Maybe it was because I made a few molehills into mountains today.

Maybe it was because I was thankful for family who continuously demonstrate the fruits of the spirit. And I know I should do the same.

Maybe it was because I felt overwhelmed with the humbling task of raising 3 children and not wanting to fail them. They each have such different needs and it's challenging to meet them all.

Or maybe it was because I had just read this poem posted by Luke's first teacher, and how my beautiful daughter is in this place right now.

WAKING UP FULL OF AWESOMENESS
There was a time when you were five years old, and you woke up full of awesome. You knew you were awesome. You loved yourself. You thought you were beautiful, even with missing teeth and messy hair and mismatched socks inside your grubby sneakers. You loved your body, and the things it could do. You thought you were strong. You knew you were smart. Do you still have it? The awesome.

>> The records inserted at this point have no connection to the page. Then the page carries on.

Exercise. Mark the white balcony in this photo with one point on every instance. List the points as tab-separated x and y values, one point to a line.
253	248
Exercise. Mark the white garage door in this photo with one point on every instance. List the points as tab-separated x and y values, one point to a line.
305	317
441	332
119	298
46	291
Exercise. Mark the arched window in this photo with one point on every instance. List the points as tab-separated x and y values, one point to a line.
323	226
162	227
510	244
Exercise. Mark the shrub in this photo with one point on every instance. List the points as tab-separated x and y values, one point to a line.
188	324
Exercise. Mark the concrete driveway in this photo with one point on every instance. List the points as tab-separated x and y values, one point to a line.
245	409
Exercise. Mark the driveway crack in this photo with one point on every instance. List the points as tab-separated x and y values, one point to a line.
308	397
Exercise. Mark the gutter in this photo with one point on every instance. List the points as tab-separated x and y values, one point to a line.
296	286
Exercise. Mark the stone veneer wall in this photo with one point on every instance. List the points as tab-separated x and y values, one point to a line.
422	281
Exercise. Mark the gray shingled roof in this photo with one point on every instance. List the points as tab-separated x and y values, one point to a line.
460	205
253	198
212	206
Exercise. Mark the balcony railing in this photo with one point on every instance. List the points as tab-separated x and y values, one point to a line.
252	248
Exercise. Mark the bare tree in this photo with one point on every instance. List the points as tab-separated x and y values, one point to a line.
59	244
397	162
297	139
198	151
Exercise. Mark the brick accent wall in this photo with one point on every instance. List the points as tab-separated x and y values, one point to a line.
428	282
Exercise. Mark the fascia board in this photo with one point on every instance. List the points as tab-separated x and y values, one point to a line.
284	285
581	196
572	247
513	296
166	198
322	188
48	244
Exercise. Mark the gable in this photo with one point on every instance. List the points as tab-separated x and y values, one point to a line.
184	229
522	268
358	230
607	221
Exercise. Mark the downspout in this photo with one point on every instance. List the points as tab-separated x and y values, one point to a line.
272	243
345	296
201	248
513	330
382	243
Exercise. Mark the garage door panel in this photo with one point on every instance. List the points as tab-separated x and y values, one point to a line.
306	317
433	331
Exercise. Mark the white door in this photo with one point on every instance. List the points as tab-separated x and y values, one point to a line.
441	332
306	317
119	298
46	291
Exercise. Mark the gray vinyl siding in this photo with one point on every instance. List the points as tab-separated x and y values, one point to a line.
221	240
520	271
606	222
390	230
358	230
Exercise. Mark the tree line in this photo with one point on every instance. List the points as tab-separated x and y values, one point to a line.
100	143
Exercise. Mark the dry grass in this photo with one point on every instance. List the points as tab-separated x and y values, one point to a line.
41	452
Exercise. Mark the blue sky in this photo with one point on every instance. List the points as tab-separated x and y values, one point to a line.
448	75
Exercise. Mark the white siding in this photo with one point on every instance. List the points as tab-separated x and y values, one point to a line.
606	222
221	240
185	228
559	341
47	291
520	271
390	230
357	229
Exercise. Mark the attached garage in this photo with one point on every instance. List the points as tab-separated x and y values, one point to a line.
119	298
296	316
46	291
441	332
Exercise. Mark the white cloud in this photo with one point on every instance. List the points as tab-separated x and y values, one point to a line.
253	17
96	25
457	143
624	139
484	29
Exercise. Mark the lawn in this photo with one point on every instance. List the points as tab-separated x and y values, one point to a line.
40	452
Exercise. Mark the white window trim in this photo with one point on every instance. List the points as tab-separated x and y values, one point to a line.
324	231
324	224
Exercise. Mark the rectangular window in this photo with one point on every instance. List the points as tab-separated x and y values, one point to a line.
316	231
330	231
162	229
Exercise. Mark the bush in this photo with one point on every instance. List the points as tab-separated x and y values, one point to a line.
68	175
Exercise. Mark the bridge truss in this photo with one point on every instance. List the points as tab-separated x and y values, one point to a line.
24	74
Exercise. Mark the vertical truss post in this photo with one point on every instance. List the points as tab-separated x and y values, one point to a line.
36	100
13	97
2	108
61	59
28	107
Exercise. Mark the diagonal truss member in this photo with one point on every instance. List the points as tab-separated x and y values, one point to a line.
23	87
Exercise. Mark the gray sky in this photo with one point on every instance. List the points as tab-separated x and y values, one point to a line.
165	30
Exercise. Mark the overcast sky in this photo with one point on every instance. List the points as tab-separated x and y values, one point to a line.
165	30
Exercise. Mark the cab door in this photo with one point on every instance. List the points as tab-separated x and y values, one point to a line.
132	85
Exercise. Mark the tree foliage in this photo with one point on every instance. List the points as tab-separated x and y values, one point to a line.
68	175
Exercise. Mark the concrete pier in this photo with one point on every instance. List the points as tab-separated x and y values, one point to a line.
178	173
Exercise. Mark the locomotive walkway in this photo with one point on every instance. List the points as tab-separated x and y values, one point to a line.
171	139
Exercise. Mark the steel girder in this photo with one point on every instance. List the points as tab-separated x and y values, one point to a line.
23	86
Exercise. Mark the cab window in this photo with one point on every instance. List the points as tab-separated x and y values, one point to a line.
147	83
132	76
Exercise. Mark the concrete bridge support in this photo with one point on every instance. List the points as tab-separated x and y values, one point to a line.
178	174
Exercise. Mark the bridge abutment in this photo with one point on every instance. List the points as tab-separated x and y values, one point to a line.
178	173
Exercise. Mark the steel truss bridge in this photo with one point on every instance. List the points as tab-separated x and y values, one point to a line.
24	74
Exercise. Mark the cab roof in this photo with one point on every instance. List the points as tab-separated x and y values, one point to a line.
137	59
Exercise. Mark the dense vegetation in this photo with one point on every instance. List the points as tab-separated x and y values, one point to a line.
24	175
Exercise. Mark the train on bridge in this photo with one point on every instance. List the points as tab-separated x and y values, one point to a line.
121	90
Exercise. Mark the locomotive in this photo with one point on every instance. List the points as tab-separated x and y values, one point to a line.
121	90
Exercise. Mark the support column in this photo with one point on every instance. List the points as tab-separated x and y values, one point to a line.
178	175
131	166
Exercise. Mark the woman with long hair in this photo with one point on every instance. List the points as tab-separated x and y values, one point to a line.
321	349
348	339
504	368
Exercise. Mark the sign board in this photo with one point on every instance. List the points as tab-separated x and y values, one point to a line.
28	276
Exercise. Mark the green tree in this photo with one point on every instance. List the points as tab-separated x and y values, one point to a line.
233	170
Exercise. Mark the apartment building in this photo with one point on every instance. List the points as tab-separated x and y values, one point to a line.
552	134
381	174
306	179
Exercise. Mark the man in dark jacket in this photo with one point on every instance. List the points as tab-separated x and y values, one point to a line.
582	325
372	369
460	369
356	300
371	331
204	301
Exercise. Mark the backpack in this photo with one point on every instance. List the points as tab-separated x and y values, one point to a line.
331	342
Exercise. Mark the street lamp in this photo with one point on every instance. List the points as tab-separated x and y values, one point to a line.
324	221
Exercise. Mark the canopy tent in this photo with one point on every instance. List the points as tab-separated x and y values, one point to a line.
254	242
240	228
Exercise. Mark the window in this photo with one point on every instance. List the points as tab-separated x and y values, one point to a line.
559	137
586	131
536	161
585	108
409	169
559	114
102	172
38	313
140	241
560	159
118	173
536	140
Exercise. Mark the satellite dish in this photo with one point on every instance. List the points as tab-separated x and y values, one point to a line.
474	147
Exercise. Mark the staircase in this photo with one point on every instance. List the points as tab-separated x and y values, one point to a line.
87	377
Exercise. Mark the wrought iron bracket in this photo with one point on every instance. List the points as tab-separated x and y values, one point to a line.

Did someone take it from you? Did you let them? Did you hand it over, because someone told you weren’t beautiful enough, thin enough, smart enough, good enough? Why would you listen to them? Did you consider they might not know what they're talking about?

You are a beloved child of God!

And then I remember that I too am a child of God and He will be there with me as I try again tomorrow to do better. My children know my love. I will teach them tomorrow about His love for them too.